Turning to the Guide, to clause 67 itself, this is what the notes indicate to assist users of this particular modern standard form: “The term ‘decision’ in the FIDIC Conditions, has been reserved for use in Clause 67. If there is a difference of opinion between the parties to the Contract that is, between the Employer and the Contractor, it is probable that such difference of opinion will have arisen as a result of an instruction given by the Engineer. If the matter cannot be clarified to the satisfaction of both parties, either may in the first instance refer the dispute to the Engineer for a decision, stating the reference is made under Clause 67.

Any such reference to the Engineer must be copied to the other party. In this respect, it should be noted that generally when the reference of a dispute is made to the Engineer, under Clause 67, it is dealt with by a senior person in the Engineer’s firm and preferably one who has not been involved in the day to day administration of the Contract. The Engineer’s decision, which is given under Clause 67 for settlement of the dispute, will not be final and binding upon either of the two parties if one of the parties disagrees with it and gives notice within 70 days of an intention to commence arbitration. This is a shorter period for challenging a decision than in the third Edition where the period was 90 days.

The action necessary to prevent the decision becoming final and binding is a notification by one party (no longer to the Engineer) to the other party of his intention to commence arbitration as to the subject matter of the decision.
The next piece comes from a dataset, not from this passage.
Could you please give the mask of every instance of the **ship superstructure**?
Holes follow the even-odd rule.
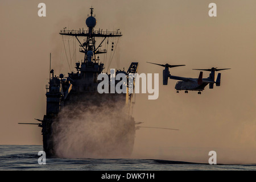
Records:
[[[120,37],[122,35],[121,32],[118,31],[94,30],[94,28],[96,25],[97,21],[93,15],[93,9],[91,8],[90,16],[88,15],[89,16],[86,20],[88,30],[67,30],[64,29],[60,32],[60,35],[75,36],[77,39],[80,46],[80,52],[84,53],[84,59],[81,63],[76,63],[75,68],[77,72],[69,73],[67,77],[64,77],[63,74],[56,76],[54,75],[53,69],[51,70],[49,85],[46,85],[46,114],[44,115],[43,119],[38,119],[42,122],[39,126],[42,127],[43,148],[48,156],[56,155],[57,147],[56,146],[59,144],[57,143],[59,142],[55,139],[55,135],[57,135],[57,134],[53,126],[56,126],[62,122],[60,119],[60,114],[61,114],[61,112],[68,113],[70,110],[72,110],[71,108],[76,108],[76,106],[80,104],[82,105],[85,110],[91,109],[93,110],[93,111],[96,111],[97,109],[100,111],[104,110],[105,108],[111,107],[123,108],[126,111],[120,115],[115,115],[115,119],[117,121],[112,124],[109,123],[109,125],[113,125],[112,126],[113,129],[117,127],[115,130],[118,131],[116,133],[115,131],[115,134],[110,135],[111,136],[108,136],[109,138],[104,136],[104,139],[101,139],[101,140],[104,139],[106,141],[112,141],[111,142],[115,143],[114,145],[112,145],[112,147],[108,149],[105,149],[106,147],[105,147],[105,149],[102,149],[100,146],[102,144],[101,143],[100,144],[88,143],[85,144],[85,148],[87,148],[87,149],[85,148],[85,150],[88,150],[91,152],[96,151],[97,152],[100,151],[99,153],[101,154],[102,157],[104,157],[105,155],[109,156],[109,153],[117,150],[119,151],[118,153],[119,156],[127,156],[130,154],[133,150],[135,124],[134,119],[131,115],[132,92],[127,92],[126,93],[121,94],[116,93],[100,94],[97,91],[98,84],[101,81],[98,80],[97,77],[99,74],[103,72],[105,68],[104,64],[99,61],[99,56],[97,55],[107,52],[106,49],[101,49],[100,48],[106,38]],[[81,36],[86,38],[84,39],[85,42],[82,43],[78,39]],[[96,46],[96,39],[97,38],[101,38],[103,39],[98,45]],[[138,63],[133,62],[127,72],[117,70],[115,75],[119,73],[126,74],[128,83],[129,74],[136,73],[138,68]],[[108,76],[110,79],[110,74]],[[110,81],[109,81],[109,84],[110,82]],[[133,84],[134,84],[134,82]],[[129,90],[128,86],[128,84],[125,86],[127,86],[127,91]],[[104,103],[104,105],[102,105],[102,103]],[[117,107],[117,104],[118,105]],[[64,111],[65,107],[68,108],[68,110]],[[70,112],[72,114],[68,115],[69,121],[72,121],[74,118],[79,115],[78,114],[76,114],[76,112],[78,112],[77,109],[73,109],[72,112]],[[86,122],[86,117],[85,117],[85,118],[83,122]],[[102,130],[97,132],[110,131]],[[111,132],[113,132],[113,130]],[[86,136],[86,133],[84,134],[85,137],[91,137]],[[90,140],[86,140],[86,142],[89,143],[88,141]],[[111,142],[109,144],[109,145],[112,145]],[[107,143],[104,142],[104,143]],[[95,145],[97,144],[99,145],[99,147],[95,147]],[[90,148],[92,146],[94,146],[95,148],[93,150]],[[118,148],[115,147],[118,147]]]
The notification shall be copied to the Engineer for information but the legal effect lies in the notice to the other party, which establishes the entitlement of the party giving the notification to arbitrate the matter in dispute.

So far as this court is concerned, there is no doubt at all as to the workings of the FIDIC form of contract and that the procedure under clause 67 is a condition precedent to the process of arbitration and therefore jurisdiction of the Arbitrator.”
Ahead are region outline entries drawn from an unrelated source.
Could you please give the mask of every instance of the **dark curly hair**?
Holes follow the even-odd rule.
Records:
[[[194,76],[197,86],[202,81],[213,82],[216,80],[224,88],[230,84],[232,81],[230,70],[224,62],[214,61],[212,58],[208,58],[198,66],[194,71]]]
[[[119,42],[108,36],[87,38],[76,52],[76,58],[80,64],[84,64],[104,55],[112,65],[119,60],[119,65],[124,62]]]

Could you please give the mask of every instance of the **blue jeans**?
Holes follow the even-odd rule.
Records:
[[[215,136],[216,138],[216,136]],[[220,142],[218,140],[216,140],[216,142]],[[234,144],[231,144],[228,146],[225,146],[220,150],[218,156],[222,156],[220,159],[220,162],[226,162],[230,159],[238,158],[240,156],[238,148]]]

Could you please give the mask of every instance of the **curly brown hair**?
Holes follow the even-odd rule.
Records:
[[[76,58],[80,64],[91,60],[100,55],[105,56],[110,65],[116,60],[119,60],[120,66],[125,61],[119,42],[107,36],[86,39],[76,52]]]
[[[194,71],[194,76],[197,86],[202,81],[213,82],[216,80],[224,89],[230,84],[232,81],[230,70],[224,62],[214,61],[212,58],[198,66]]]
However, FIDIC 2017 introduced a number of significant changes from FIDIC 1999. A new Sub-Clause 3.7.3 was introduced, under this new sub clause, if the Engineer fails to give a Notice of agreement or determination within the relevant time limit, this will amount to a rejection of the matter or Claim. In other words, Engineer has to make a fair determination under Sub-Clause 3.7.3 [Time limits]. There are now two separate 42-day periods in this clause: (i) 42 days for the Engineer to give Notice of the Parties Agreement if agreement is achieved, and if no agreement is reached (ii) a further 42 days for the Engineer to give Notice of the Engineer’s Determination. Consequently, the time in which the Engineer must make a determination is now 84 days. If the Engineer does not give the Notice either (i) where there is a Claim, that Claim is rejected, i.e. it is resolved against the claiming Party, or (ii) where there is a matter to be agreed or determined, that matter is deemed to be a Dispute which may be referred by either Party to the DAAB for its decision under Sub-Clause 21.4 [Obtaining DAAB’s Decision] without the need for Notice of Dissatisfaction (NOD).